Focus Session: LLM4PQC -- An Agentic Framework for Accurate and Efficient Synthesis of PQC Cores
Buddhi Perera, Zeng Wang, Weihua Xiao, Mohammed Nabeel, Ozgur Sinanoglu, Johann Knechtel, Ramesh Karri
TL;DR
PQC hardware design is bottlenecked by translating reference C to synthesizable HLS and scaling NTT/FFT/sampling kernels. LLM4PQC introduces an agentic, feedback-driven workflow that extracts performance-critical subroutines, preprocesses C for HLS, generates HLS-C via C2HLSC, and verifies RTL through KATs, guided by a compile-simulate-synthesize loop. Case studies on Kyber, Dilithium, and Falcon demonstrate automated edges in design-space exploration and hardware synthesis, achieving competitive area metrics and proving the viability of an LLM-driven design loop, while highlighting latency trade-offs. The framework enables accelerated PQC accelerator development and provides a scalable path toward broader hardware-aware PQC deployment, with future work aiming at LLM specialization, RAG integration, and pre-synthesis PPA modeling.
Abstract
The design of post-quantum cryptography (PQC) hardware is a complex and hierarchical process with many challenges.
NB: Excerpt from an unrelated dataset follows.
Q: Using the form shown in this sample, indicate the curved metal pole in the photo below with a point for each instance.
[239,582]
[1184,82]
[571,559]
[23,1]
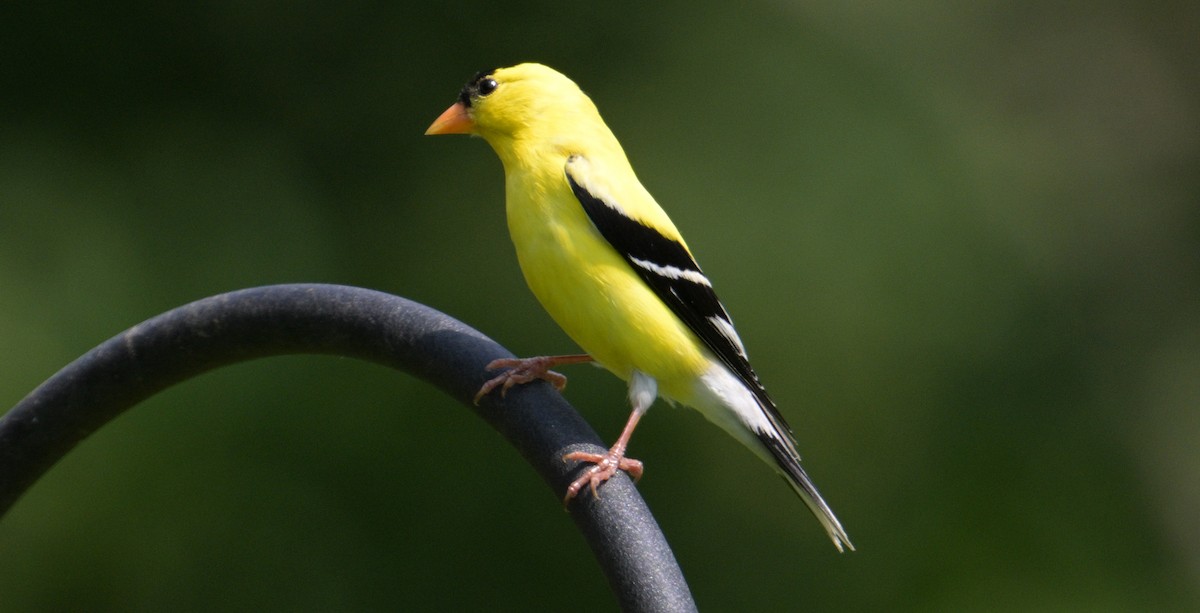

A primary bottleneck is the conversion of PQC reference codes from C to high-level synthesis (HLS) specifications, which requires extensive manual refactoring [1]-[3]. Another bottleneck is the scalability of synthesis for complex PQC primitives, including number theoretic transform (NTT) accelerators and wide memory interfaces. While large language models (LLMs) have shown remarkable results for coding in general-purpose languages like Python, coding for hardware design is more challenging; feedback-driven and agentic integration are key principles of successful state-of-the-art approaches. Here, we propose LLM4PQC, an LLM-based agentic framework that refactors high-level PQC specifications and reference C codes into HLS-ready and synthesizable C code. Our framework generates and verifies the resulting RTL code. For correctness, we leverage a hierarchy of checks, covering fast C compilation and simulation as well as RTL simulation. Case studies on NIST PQC reference designs demonstrate a reduction in manual effort and accelerated design-space exploration compared to traditional flows. Overall, LLM4PQC provides a powerful and efficient pathway for synthesizing complex hardware accelerators.